Sabemos que muitos brasilienses não respeitam as medidas de isolamento desde que foram implementadas e que nas últimas semanas notou-se aumento da circulação e aglomeração de pessoas. Nessas condições, reabrir todas as atividades até o final de julho ou início de agosto pode ser uma decisão precipitada, devido à situação que nos encontramos tanto a nível distrital como nacional; em especial se tratando de escolas, onde o comportamento é imprevisível e o número de assintomáticos é inestimável, tornando a possibilidade de contágio exponencial. Atualmente, o Brasil é o único país que ainda apresenta média de 1000 mortos por dia, e o isolamento social é ainda, uma das poucas medidas eficazes no combate da propagação da doença.
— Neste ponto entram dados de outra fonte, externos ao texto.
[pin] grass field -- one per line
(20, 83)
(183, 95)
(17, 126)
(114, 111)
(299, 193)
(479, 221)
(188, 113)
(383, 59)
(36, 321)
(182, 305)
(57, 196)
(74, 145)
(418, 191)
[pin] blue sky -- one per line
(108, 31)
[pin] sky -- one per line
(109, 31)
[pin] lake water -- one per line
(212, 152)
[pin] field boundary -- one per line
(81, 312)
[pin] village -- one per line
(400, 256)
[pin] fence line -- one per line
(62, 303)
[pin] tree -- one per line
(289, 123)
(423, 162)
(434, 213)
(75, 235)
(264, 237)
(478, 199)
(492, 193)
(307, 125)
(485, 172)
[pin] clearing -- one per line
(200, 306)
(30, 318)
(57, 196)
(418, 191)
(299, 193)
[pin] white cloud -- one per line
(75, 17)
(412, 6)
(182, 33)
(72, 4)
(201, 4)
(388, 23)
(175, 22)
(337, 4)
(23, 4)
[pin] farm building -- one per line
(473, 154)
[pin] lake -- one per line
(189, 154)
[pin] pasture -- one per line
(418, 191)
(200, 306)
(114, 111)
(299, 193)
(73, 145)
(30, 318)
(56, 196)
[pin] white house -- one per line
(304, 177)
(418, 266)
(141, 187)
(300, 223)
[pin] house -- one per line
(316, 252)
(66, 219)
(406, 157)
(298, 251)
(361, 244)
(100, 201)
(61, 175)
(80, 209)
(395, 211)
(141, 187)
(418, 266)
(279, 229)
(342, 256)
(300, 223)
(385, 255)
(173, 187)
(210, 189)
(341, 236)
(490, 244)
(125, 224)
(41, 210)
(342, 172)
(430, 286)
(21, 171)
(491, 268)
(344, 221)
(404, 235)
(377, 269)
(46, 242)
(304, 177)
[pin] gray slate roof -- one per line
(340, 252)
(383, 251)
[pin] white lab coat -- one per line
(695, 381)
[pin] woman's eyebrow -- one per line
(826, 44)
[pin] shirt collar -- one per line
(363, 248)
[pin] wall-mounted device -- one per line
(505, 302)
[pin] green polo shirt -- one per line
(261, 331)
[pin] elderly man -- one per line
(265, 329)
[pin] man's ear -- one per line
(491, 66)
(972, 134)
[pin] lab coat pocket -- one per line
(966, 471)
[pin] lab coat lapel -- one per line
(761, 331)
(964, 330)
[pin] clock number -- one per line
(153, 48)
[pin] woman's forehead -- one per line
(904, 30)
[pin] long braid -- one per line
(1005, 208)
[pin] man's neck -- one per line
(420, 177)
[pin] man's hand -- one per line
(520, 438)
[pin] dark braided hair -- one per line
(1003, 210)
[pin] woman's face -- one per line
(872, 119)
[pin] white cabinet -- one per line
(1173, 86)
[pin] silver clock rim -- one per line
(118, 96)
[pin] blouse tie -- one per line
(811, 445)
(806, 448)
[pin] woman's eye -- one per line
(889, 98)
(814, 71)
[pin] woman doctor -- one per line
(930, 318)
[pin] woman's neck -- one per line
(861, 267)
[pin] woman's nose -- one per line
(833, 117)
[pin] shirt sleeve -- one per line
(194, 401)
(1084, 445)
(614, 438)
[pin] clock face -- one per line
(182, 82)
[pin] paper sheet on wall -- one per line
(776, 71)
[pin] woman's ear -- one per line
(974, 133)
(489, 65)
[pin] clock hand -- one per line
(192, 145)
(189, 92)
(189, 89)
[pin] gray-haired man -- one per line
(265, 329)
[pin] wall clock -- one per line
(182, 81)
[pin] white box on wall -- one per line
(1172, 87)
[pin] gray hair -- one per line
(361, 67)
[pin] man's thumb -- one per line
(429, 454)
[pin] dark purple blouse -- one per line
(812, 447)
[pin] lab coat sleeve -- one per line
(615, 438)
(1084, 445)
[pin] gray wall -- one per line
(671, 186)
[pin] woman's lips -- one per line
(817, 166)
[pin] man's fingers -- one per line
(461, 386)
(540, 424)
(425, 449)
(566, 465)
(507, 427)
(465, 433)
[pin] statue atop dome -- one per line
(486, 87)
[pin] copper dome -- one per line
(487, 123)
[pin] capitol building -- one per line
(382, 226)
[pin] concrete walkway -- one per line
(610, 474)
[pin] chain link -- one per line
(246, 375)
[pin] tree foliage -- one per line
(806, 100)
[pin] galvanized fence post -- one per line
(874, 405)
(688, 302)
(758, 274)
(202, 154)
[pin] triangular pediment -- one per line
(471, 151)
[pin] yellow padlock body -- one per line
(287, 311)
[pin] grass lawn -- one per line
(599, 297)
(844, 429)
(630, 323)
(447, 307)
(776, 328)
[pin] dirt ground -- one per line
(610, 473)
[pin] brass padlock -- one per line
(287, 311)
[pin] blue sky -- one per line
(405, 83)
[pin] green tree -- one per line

Assim exposto, no cenário atual, a Sociedade de Pediatria do Distrito Federal não recomenda o retorno das crianças à escola.

(Foto em destaque: governador do Distrito Federal, Ibaneis Rocha, em evento com o uso inadequado de máscaras de proteção e pouco distanciamento. Foto: Renato Alves/Agência Brasília.)

GDF não testa pacientes com sintomas leves de COVID-19

O governo do Distrito Federal (GDF) não testa pacientes com sintomas leves de COVID-19. Relato de uma paciente que buscou atendimento hoje na UBS 3 do Itapoã, e que apresentava febre, dor de garganta e anosmia (incapacidade de sentir cheiros), foi claro sobre a incapacidade de testar a população do DF: “como só tinha sete testes, a enfermeira disse para ficar em casa por oito dias e só então voltar para fazer o teste rápido”. O relato foi confirmado por uma médica da Secretaria de Estado da Saúde, que afirmou que os testes do tipo RT-PCR não são realizados em pacientes sem maiores agravos. O teste rápido, porém, se a pessoa resolver voltar ao posto de saúde para realizá-lo, pode ter sensibilidade tão baixa quanto 70% segundo o Ministério da Saúde – significando que quase uma e cada três pessoas que já tiveram COVID-19 podem ter resultado negativo. Ambas as fontes não autorizaram que seus nomes fossem revelados.

Teste rápido de COVID-19 recebido pelo Governo do Distrito Federal. Foto: Geovana Albuquerque/Agência Saúde.

Isso mostra a incapacidade do GDF de conhecer a progressão do novo coronavírus no Distrito Federal. Ainda assim, ontem foi publicado decreto do governador Ibaneis Rocha (MDB) liberando todas as atividades econômicas, inclusive escolas. Diversos pais de crianças da educação infantil e do Ensino Fundamental relataram a esta reportagem que só o que lhes permite continuar a realizar o isolamento social é justamente que as crianças não estão tendo aula, o que justifica perante os empregadores a necessidade de teletrabalho. Liberando todas as atividades, Ibaneis força as pessoas a trabalharem durante a pandemia, impedindo o isolamento e a contenção da doença.